The race began in earnest in the Alps. Vietto came into his own over the Col d’Aravis, easily beating Maes. A reporter who consolingly told Maes that he would have ridden a fine race even if he lost the yellow jersey the next day was told, ‘Who said that I’m going to lose the yellow jersey?’ and he didn’t lose it. The Alpine stages were notable for a grimmer reason. A series of collisions between riders and vehicles had begun on an earlier stage, and a publicity car had already become entangled with the peloton before Magne ran into the back of a car that had braked suddenly. He fell, nastily impaling his left calf on a pedal. Although Leducq stopped to try to help him, it was soon clear that the Tour was over for him.
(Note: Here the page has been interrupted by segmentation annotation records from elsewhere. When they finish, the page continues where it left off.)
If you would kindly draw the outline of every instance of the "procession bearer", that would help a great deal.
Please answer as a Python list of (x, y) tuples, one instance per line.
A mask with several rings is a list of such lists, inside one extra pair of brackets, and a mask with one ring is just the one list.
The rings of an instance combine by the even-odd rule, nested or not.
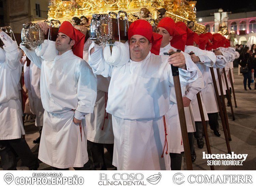
[[(38, 24), (46, 33), (47, 24)], [(36, 54), (20, 46), (41, 68), (45, 112), (38, 157), (54, 169), (90, 168), (85, 124), (81, 123), (93, 111), (97, 85), (91, 69), (82, 59), (84, 42), (85, 35), (64, 21), (55, 43), (45, 40)]]
[(169, 63), (180, 68), (182, 85), (194, 81), (197, 73), (186, 69), (181, 53), (155, 55), (159, 54), (162, 38), (147, 21), (133, 22), (128, 30), (131, 59), (122, 66), (106, 63), (102, 48), (94, 43), (89, 49), (89, 63), (94, 73), (111, 77), (106, 110), (112, 115), (113, 164), (118, 170), (170, 169), (169, 122), (165, 116), (169, 87), (174, 85)]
But it was on the next stage that disaster came, and on the descent from the Galibier where the Spanish rider Francesco Cepeda had a horrible fall, dying from his injuries. He was the first fatality claimed by the Tour, to be followed by Simpson in 1967 and Casartelli in 1995. ‘One is too many’ is easily said, and true enough, but if anything it may seem surprising that no more than three riders have been killed in a hundred years. To watch riders in a bunch sprint finish, or swerving on wet pavés, or negotiating narrow pass roads, or descending from a great col at hair-raising speed, is to witness what by any standards is a dangerous sport. The cyclists who ride in the Tour are brave men.
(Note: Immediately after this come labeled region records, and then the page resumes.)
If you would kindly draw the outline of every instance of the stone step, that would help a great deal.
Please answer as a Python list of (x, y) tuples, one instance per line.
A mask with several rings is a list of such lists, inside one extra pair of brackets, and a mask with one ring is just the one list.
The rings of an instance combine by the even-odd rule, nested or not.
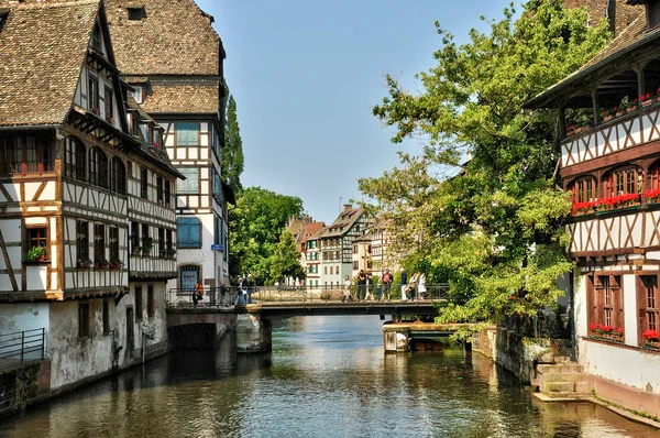
[(541, 382), (541, 392), (549, 393), (573, 393), (575, 392), (575, 382)]
[(540, 383), (543, 382), (586, 382), (583, 373), (543, 373), (539, 375)]
[(537, 371), (540, 374), (559, 374), (559, 373), (581, 373), (583, 368), (581, 364), (575, 362), (569, 362), (568, 364), (542, 364), (537, 366)]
Although Vietto won the stage from Gap to Digne, he wasn’t riding as well as the previous year, and it was Vervaecke and Benoit-Faure who slugged it out over Vars and Allos. Romain Maes was still in the lead by Nice, but with no more than thirty-five seconds over Camusso, the Belgians’ great foe, with Speicher five minutes behind, and Romain won the next stage to Cannes ahead of his namesake Sylvère Maes. On the next stage from Cannes to Marseilles there was another nasty accident, mercifully not fatal. Jules Merviel made an escape, while the field stopped at a water fountain to drink and douse themselves. ‘Julou’ was almost twenty minutes ahead at Cogolin, but nearing Hyères he was overcome by dizziness in the intense heat, ran into a stationary car, and collapsed with blood pouring out of his left eye. He was lucky to be taken in time to hospital at Hyères, and luckier that he had sustained only a fractured collar bone and partial damage to his eye. In those unhappy circumstances Charles Pélissier and Honoré Granier reached Marseilles first. Nor did the casualty list end there: Lapébie had a torn muscle and abandoned, as did Di Paco.

A diminished and sombre field rode on to the Pyrenees, where Speicher broke down, though he still managed to take sixth place in the Tour. Poor Vietto never got back into the race, despite attacking gamely on the Perpignan–Luchon stage, and the Italians were in disarray, with Camusso suffering a fall and most of his team also abandoning, to leave three Belgians in the lead, Romain Maes, Félicien Vervaecke and Sylvère Maes.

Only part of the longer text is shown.